[DO NOT PUBLISH]
IN THE UNITED STATES COURT OF APPEALS
FOR THE ELEVENTH CIRCUIT FILED
________________________ U.S. COURT OF APPEALS
ELEVENTH CIRCUIT
No. 10-10527 JUNE 14, 2011
JOHN LEY
Non-Argument Calendar CLERK
________________________
D.C. Docket No. 8:04-cr-00348-SCB-TGW-3
UNITED STATES OF AMERICA,
Plaintiff-Appellee,
versus
STEVEN CATALANO,
Defendant-Appellant.
________________________
Appeal from the United States District Court
for the Middle District of Florida
________________________
(June 14, 2011)
Before TJOFLAT, CARNES and ANDERSON, Circuit Judges.
PER CURIAM:
Steven Catalano, proceeding pro se, appeals the district court’s denial of his
motions to revisit his prison sentence that was imposed approximately three years
earlier, after a jury found him guilty of conspiracy to commit racketeering. He
contends that he filed his motions pursuant to 18 U.S.C. § 3553(a) and raises the
substantive claim that his sentence was procedurally unreasonable because the
district court failed to conduct an individualized assessment. The government
responds that, pursuant to the unambiguous language of 18 U.S.C. § 3582(c), the
district court lacked jurisdiction to consider Catalano’s motions to revisit his
sentence.
“We review de novo questions concerning the jurisdiction of the district
court.” United States v. Oliver, 148 F.3d 1274, 1275 (11th Cir. 1998). Whether
the district court has the authority to modify a custodial sentence after it has been
imposed is a question of law subject to de novo review. United States v. Phillips,
597 F.3d 1190, 1194 n.9 (11th Cir. 2010).

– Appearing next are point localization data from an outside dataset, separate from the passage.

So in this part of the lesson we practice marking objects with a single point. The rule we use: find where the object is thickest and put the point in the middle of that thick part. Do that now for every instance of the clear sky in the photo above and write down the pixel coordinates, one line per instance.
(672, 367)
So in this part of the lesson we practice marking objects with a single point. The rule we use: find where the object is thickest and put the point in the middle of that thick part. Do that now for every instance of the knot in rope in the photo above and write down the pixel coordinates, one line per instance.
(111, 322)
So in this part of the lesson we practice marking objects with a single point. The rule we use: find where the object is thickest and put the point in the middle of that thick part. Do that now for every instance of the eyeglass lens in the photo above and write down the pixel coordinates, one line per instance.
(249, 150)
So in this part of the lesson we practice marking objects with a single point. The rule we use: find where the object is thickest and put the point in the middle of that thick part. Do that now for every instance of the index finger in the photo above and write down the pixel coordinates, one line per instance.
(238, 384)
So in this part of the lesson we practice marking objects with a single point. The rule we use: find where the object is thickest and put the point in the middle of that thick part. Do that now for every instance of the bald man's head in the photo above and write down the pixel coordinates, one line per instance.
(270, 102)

We recently held that “[t]he authority of a district court to modify an
imprisonment sentence [once it has been imposed] is narrowly limited by statute”:
Specifically, [18 U.S.C.] § 3582(c) provides that a court may not
modify an imprisonment sentence except in these three
circumstances: (1) where the Bureau of Prisons has filed a motion and
either extraordinary and compelling reasons warrant a reduction or
the defendant is at least 70 years old and meets certain other
requirements, see 18 U.S.C. § 3582(c)(1)(A); (2) where another
statute or Federal Rule of Criminal Procedure 35 expressly permits a
sentence modification, see id. § 3582(c)(1)(B); or (3) where a
defendant has been sentenced to a term of imprisonment based on a
2
sentencing range that was subsequently lowered by the Commission
and certain other requirements are met, see id. § 3582(c)(2).
Id. at 1194-95; see 18 U.S.C. § 3582(c). As to the second circumstance allowing a
sentence modification set forth in § 3582, “[t]he unambiguous language of
§ 3582(c)(1)(B) indicates that, absent other express statutory authority,
modification of an imprisonment sentence can only be done pursuant to Rule 35.”
Phillips, 597 F.3d at 1195. Further, a district court has no “inherent authority” to
modify a sentence that has already been imposed. See United States v. Diaz-Clark,
292 F.3d 1310, 1315, 1319 (11th Cir. 2002) (holding that the district court erred
in concluding that it had “inherent power” to correct a sentence it had imposed six
years earlier and which it viewed to be illegal).
We conclude that none of the circumstances allowing a district court to
modify a sentence are present in the instant case. The district court recognized
that it had no authority to reconsider Catalano’s sentence by stating that it
“cannot” reconsider the motion. The district court was correct that it lacked
jurisdiction and thus we affirm.1
AFFIRMED.
1
Catalano’s request for oral argument is denied.